だがそんな教室ではなく、わたしが気になったのは物理室だ。

「ねえ汐海さん、これってなん何だろうね?」
「うーんどうだろう…動いてるけど」
「それは空気清浄機ですよー!」

ご丁寧にモノクマが説明してくれる。
どうやらわたしたちがここで生活できるのもこの空気清浄機のおかげらしい、…外は一体どうなっているんだ。
わたしがいろいろ機械をいじってみるのもいいが、あんまり機械は得意ではないし、またの機会にしよう。
それにしても空気清浄機って……、怪しい、すごく怪しい。
止めたらわたしたちは死ぬのかなあとか、死に対する恐怖も薄れてきた、というか死に対する感覚が麻痺していると言った方が正解だろう。

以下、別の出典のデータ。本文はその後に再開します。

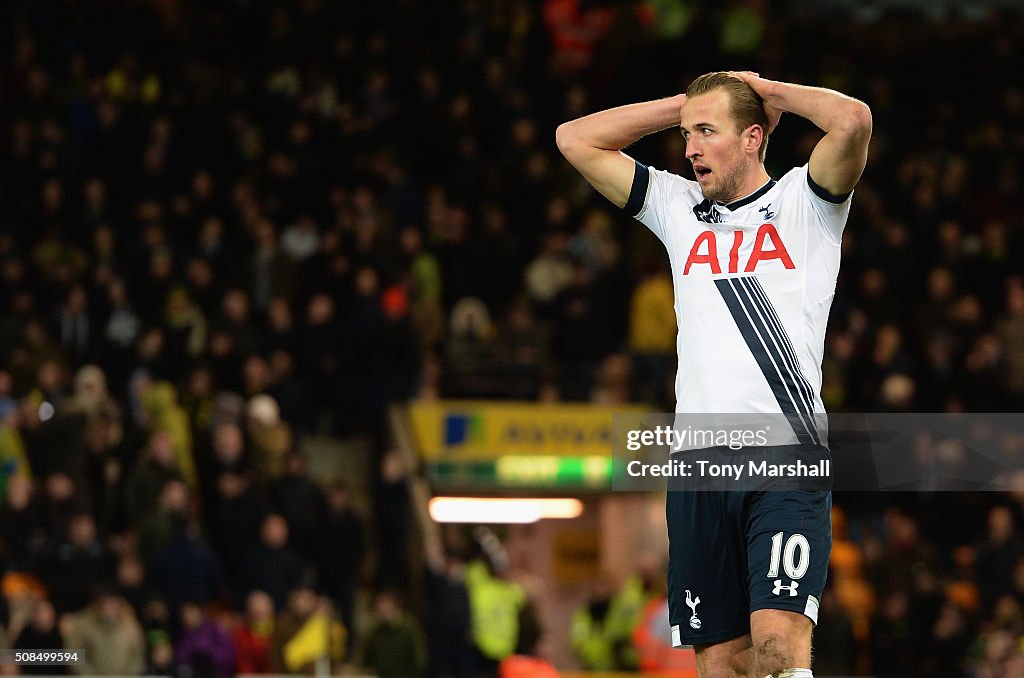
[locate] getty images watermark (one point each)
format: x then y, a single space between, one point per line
848 452
720 452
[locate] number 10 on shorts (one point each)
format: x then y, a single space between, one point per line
794 557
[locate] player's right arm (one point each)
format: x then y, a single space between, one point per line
593 144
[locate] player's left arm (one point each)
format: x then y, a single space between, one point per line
839 158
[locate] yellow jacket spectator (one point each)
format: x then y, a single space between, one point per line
602 628
160 401
495 606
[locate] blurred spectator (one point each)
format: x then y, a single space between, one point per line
392 512
19 522
448 620
253 634
184 568
41 633
73 566
110 637
301 502
235 527
204 647
304 634
394 646
997 555
652 338
273 565
342 548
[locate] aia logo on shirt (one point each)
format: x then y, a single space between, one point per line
767 246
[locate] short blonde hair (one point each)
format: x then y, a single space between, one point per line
747 106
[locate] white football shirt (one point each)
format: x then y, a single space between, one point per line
754 282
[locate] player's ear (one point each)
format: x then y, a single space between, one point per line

美術室を探索していたメンバーと合流すると、何やら不思議そうな顔をしていた。

「どうしたの?」
「あ、汐海ちゃん…あのね。この写真って、見覚えある?」
「……わたしと、誰……?」

そこに写っていたのは紛れもないわたし。
でもわたしはそんな写真撮った覚えはなかったし、隣にいる人も知らない人だ、……ていうかこの人、どんな髪型してるんだ。
すごく親しそうな写真だが何もそれについて思い出せない。
どうやら写真はこれだけじゃないらしく、驚いたことに桑田くん、大和田くん、不二咲さんの3人が楽しそうに笑っている写真も美術室に落ちていたようだ。
謎がますます深まる、あの3人は間違いなく……死んでいるはずだし。

一旦食堂に戻って3階について整理する。
すると朝日奈ちゃんが何かを言いたそうな、でも言えなさそうな。
セレスさんの巧みな話術により、まもなくその真意が明かされた。
どうやら不二咲くんの幽霊を見た、らしい。

脱衣所のロッカーの中でそれは光っていた。
確かにこれは不二咲くんが持っていたパソコンだが、どういうことだろう。
霧切さんがパソコンをつけると、そこには不二咲くんの顔が写っていた。

『おはようございます!ご主人たま♪』
「ふ、不二咲くん…!?」

何だこれ!不二咲くんが画面で喋ってる!
画面の不二咲くんはどうやら人工知能プログラム『アルターエゴ』とか言うらしい、すごい…こんなの作れちゃうのか、流石は『超高校級のプログラマー』と言ったところ。

「あなたはここで何をしているの?」
『ああ、それはね…実はこのパソコン、すっごーく厳重にロックがかかってるんだ。だから多分この学園に関する秘密、とかが隠されてると思うんだよね!』
「すごい…!」

一同もびっくり、不二咲くんがわたしたちに隠れてこんなことをしていてくれたなんて。
このパソコンから明らかになる情報があれば、間違いなくわたしたちの役に立つだろう。
これは不二咲くんが遺してくれた『希望』と評するべきか。

『ああそうだ、解析してたら出てきたんだけどね…』
「…汐海さん、あなたこれ何だかわかる?」
「え、わたし?」

霧切さんがわからなくてわたしにわかること、そんなにないと思うんだけど。
指示された通り画面を見ると、そこには細かく書き込まれた化学式。
……これは流石に、霧切さんにもわからないか。
ざっと目を通したが、どうやら何かの薬の作り方のようだ。
と言ってもその大量の材料と膨大な手間を考えると、まだ完成してないように思える。
ご丁寧に『副作用あり、死ぬかも』なんて書いてあるけど、一体誰が作ったんだろうこれ。
プリントアウトも出来ないので、仕方なく一字一句メモを取ることになりかなり時間がかかってしまった。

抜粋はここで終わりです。